Rupture du tendon d'Achille = pause obligée pour que la machine se reconstitue.
Lecture d'ouvrages sérieux et inspirants pour réfléchir à la manière dont on peut construire des cours plus efficaces.
Lus donc
Apprendre ! de S.Deahaene
Mets-toi ça dans la tête ! Brown, Roediger, Mc Daniel
Cessons de démotiver les élèves de D.Favre
Pour une enfance heureuse C.Gueguen
A garder pas loin pour relire certaines pages !

dimanche 20 janvier 2019

Quelques BD

Les tomes 4 et 5 de la série des Vieux fourneaux où les papys loufoques nous entraînent une fois de plus dans des aventures rocambolesques.
Une jolie découverte : Sur les ailes du monde, Audubon de F.Grolleau et J.Royer.
L'histoire vraie du premier scientifique américain - d'origine française et naturalisé américain, entré au Panthéon national. En 1810, John James Audubon s'embarque sur le Mississipi pour son premier voyage d'exploration.
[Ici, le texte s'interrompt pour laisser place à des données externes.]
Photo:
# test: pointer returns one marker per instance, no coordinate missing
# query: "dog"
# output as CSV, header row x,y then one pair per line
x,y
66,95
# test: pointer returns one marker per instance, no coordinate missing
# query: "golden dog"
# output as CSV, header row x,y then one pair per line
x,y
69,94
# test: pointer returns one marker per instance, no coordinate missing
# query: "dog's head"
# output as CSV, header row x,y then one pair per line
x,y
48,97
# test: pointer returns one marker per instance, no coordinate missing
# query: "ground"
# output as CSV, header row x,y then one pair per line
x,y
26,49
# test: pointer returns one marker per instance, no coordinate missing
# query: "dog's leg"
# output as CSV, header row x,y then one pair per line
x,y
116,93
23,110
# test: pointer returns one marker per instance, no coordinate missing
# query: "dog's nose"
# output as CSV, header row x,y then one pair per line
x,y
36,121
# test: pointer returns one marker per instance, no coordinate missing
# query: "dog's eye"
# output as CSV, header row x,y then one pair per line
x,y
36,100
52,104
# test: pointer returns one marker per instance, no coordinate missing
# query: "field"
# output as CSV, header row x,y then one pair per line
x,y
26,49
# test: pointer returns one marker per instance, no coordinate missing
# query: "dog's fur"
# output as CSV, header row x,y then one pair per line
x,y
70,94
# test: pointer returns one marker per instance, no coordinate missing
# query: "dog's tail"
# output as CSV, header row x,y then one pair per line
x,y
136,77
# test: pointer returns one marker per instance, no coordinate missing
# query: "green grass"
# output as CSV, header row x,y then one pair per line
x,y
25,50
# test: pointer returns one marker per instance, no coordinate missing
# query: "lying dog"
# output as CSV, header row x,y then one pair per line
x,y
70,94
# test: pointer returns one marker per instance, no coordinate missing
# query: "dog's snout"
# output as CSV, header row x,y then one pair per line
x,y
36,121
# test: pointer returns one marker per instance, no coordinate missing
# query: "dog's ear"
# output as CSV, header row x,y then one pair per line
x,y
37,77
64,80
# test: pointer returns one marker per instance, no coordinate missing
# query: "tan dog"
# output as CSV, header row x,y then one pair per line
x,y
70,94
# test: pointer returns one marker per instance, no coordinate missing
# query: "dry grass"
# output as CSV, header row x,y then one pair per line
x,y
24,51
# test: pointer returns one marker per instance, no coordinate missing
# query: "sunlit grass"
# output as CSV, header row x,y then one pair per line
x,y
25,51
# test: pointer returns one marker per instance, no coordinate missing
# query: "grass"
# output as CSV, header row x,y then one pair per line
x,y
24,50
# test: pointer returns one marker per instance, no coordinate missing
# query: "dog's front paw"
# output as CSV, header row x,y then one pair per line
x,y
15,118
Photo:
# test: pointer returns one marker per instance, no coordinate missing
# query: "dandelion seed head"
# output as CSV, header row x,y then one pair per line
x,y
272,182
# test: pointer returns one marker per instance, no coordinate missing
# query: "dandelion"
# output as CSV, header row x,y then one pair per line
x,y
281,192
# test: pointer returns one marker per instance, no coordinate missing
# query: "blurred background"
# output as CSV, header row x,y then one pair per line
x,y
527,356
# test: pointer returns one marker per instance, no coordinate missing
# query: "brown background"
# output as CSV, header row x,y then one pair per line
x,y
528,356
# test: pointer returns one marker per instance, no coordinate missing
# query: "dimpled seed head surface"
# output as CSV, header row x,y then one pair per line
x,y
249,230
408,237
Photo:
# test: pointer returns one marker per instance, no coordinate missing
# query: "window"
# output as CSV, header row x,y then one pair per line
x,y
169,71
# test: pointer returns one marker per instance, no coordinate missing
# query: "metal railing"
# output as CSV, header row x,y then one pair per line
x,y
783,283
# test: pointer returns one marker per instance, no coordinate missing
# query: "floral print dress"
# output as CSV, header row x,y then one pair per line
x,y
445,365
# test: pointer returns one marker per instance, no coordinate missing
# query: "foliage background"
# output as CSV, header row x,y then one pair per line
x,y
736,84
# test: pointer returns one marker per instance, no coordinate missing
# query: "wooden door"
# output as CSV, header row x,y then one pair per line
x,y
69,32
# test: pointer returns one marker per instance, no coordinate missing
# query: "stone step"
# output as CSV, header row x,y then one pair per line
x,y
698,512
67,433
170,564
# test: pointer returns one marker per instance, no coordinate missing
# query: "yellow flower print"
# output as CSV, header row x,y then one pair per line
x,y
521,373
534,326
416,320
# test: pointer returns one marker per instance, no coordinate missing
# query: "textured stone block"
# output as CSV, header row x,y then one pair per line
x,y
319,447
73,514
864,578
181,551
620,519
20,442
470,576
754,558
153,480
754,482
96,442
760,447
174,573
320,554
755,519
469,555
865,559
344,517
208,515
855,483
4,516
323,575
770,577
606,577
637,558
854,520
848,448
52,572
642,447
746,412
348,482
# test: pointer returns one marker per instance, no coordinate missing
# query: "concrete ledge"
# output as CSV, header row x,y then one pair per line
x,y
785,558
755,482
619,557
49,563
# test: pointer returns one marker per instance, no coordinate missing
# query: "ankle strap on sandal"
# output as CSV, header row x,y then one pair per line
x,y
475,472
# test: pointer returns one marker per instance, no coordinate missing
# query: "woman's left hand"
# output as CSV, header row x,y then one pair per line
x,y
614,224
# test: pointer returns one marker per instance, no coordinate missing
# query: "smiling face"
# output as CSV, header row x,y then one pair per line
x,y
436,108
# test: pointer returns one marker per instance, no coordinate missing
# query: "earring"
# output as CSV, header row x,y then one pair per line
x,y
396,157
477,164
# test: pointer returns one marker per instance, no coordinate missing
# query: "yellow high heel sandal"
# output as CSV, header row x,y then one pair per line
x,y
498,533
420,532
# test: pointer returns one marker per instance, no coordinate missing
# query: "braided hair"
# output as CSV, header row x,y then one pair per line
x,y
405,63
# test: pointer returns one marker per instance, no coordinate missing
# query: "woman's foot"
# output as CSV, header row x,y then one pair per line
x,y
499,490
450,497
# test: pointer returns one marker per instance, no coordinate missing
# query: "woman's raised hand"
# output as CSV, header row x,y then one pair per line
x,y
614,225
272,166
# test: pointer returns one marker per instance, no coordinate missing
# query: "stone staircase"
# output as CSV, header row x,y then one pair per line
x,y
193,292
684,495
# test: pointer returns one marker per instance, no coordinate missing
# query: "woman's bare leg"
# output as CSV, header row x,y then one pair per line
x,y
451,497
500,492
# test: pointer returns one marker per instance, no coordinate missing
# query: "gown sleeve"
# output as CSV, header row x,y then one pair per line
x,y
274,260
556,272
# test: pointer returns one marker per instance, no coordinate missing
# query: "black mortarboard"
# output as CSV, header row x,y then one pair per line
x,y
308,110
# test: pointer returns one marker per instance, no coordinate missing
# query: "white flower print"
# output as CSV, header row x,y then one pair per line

Quel est son objectif ? Découvrir et peindre tous les oiseaux du continent. Car J.J. Audubon est un excellent peintre, mais aussi un vrai aventurier. Et, pour lui, il est essentiel de voir les animaux dans leur environnement pour mieux représenter la vie.
Peu doué dans les affaires (il a contracté beaucoup de dettes) et soutenu par sa femme qui le voit s'étioler dans une vie qui ne lui convient pas, Audubon se lance dans une traversée du monde sauvage de l'Amérique. Sa quête et son acharnement lui permettent de supporter bon nombre de mésaventures. Les auteurs ont fait le choix de raconter certains épisodes de ses aventures et les font s'enchaîner dans une belle continuité malgré tout. Un bel hommage à un homme tenace et dont le rêve a bien failli, plus d'une fois, lui coûter la vie. Des planches splendides qui ne sont certes pas dans l'esprit naturaliste de l'époque (il dut se rendre en Grande Bretagne - où il croisa Darwin - pour les faire enfin publier) mais qui rendent compte d'une nature immense et foisonnante aux couleurs chatoyantes. S'il ne manquait pas de prélever (avec un fusil chargé) des spécimens pour les étudier avant de les naturaliser, Audubon est tout de même un homme dont la conscience écologique s'éveilla au gré de ses aventures.

Davodeau et Joub Il s'appelait Géronimo.
Élevé en France dans une ferme coupée du monde, Geronimo est un jeune garçon un peu paumé qui rêve d'aller aux États-Unis. Un jour, il prend son courage à deux mains et décide d'embarquer illégalement à bord d'un cargo. Persuadé de se rendre au fameux "pays des Indiens", il découvre qu'il fait en réalité route vers... la Guyane. Là-bas, sans ressources, obligé de faire la manche pour survivre, il va lui falloir un sérieux coup de pouce du destin pour s'en sortir... Lecture agréable mais le scénario manque peut-être un peu de profondeur. La quête de l'identité est effleurée.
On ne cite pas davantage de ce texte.